The new CBO figures, while highlighting the impact on the surplus of the recently enacted tax cuts and the slowdown in the economy, still do not capture all of the likely pressures on the federal budget. The CBO estimates assume continuation of current law, following the traditional budget "baseline" rules. Thus they reflect none of the policy proposals under consideration by Congress or advocated by the Administration. Similarly, the CBO estimates assume that dozens of tax provisions, including those in the tax-cut package, will expire at some point over the next ten years rather than be extended. Yet Congress will find it difficult to reject all of these policies, as many are supported by large bipartisan majorities in Congress and by the President. A more realistic assessment of the ten-year budget outlook should identify these likely costs that are not currently assumed in the CBO projections. Two obvious examples are:

There are other examples, as well. For instance, the CBO baseline assumes that annually appropriated programs — both defense and non-defense — grow with inflation. Yet the Administration has placed a high priority on additional funds for defense, noting that the extra $200 billion that it added to its budget in the Mid-Session Review represents only a "first installment" of the funds it believes will be needed to accommodate its plans for a missile-defense system and force modernization. For appropriated non-defense programs, growth limited to the rate of inflation is unlikely to be sustainable over a ten-year period. Many budget experts maintain that it is more realistic to assume a rate of growth equal to inflation and population growth combined, a rate that is more consistent with past experience and that would still result in these programs falling as a share of the economy to the lowest level on record by the end of the decade. Similarly, Congress will likely face pressure to take costly action to ensure that millions of middle-class taxpayers are not subject to the Alternative Minimum Tax for the first time.

If these additional costs (as shown in the table on page 5) are taken into account, the surplus would be reduced by $1.1 trillion to $1.9 trillion over the next decade — amounts that are far larger than the $846 billion non-Social Security surplus that CBO projects for the coming decade. These additional costs would produce deficits outside of Social Security in every year. Moreover, these additional costs do not include any funds to address the long-term solvency problems of the Social Security and Medicare HI trust funds. Overall, the new CBO projections highlight the difficult choices, following the enactment of large tax cuts, that Congress will face if it hopes to avoid using the Social Security trust fund surpluses to fund other government programs in the years ahead.

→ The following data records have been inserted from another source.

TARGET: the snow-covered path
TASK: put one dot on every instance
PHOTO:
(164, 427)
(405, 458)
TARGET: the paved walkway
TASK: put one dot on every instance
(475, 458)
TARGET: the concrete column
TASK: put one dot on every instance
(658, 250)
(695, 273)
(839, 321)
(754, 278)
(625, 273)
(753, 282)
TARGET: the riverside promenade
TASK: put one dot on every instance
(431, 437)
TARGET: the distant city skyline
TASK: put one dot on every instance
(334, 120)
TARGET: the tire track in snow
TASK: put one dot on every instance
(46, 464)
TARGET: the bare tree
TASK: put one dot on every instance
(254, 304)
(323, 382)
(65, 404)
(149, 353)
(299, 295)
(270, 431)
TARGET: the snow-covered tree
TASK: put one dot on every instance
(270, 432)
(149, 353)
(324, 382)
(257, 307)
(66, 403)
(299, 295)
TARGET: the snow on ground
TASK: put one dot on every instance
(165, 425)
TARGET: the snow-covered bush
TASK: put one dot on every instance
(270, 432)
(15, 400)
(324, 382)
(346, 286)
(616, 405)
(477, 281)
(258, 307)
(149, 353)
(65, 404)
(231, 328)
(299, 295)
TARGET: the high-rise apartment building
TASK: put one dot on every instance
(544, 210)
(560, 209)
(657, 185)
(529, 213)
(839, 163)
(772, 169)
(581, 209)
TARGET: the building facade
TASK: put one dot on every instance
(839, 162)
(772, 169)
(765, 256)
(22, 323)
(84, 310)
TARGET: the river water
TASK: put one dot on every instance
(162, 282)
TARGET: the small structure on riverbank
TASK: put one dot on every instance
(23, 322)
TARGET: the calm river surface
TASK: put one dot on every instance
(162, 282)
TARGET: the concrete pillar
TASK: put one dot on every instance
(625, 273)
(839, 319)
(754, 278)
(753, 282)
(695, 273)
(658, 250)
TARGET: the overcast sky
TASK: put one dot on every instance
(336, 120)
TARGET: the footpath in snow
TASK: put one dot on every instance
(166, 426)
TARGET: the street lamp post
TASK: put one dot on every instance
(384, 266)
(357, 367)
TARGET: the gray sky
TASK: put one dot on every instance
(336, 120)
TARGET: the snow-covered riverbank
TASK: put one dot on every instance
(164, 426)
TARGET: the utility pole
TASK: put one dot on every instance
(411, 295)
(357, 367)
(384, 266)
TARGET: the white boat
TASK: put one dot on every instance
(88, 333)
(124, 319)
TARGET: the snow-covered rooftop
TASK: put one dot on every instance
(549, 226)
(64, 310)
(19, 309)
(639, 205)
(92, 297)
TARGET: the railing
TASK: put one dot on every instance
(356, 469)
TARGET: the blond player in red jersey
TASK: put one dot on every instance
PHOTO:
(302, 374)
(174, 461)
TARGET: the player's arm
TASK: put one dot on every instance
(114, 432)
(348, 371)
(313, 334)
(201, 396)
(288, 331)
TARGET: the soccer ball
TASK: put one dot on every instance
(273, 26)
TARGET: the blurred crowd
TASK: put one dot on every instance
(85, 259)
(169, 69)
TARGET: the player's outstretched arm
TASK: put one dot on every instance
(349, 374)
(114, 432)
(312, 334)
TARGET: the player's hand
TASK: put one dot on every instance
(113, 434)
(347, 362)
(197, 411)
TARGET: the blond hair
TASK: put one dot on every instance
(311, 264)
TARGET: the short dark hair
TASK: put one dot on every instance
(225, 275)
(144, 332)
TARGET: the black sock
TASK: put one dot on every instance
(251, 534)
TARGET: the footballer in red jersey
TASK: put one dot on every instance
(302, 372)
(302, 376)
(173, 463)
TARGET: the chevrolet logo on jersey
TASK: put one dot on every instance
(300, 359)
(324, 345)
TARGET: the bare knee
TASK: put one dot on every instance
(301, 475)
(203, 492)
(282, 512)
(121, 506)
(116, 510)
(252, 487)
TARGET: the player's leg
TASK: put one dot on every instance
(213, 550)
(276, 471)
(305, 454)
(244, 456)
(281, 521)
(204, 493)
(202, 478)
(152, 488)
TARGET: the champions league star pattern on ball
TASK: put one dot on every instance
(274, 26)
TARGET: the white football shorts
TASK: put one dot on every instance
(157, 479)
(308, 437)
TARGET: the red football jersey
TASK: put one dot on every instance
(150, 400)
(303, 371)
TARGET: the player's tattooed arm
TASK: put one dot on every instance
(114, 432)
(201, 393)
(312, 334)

Comparison of CBO and Administration Projections

The CBO update of its baseline estimates shows a total budget surplus of $3.4 trillion between 2002 and 2011, or $2.2 trillion less than the $5.6 trillion surplus that CBO projected in May. About three-quarters of this decline reflects the impact of the enacted tax-cut package. Only 13 percent represents the effects of the economic slowdown — with much of the impact affecting the projections in the next few years — and the remainder results primarily from revisions to various technical assumptions. Of this $3.4 trillion total surplus, $2.5 trillion represents the surplus in the Social Security trust fund and $404 billion reflects the surplus in the Medicare Hospital Insurance trust fund.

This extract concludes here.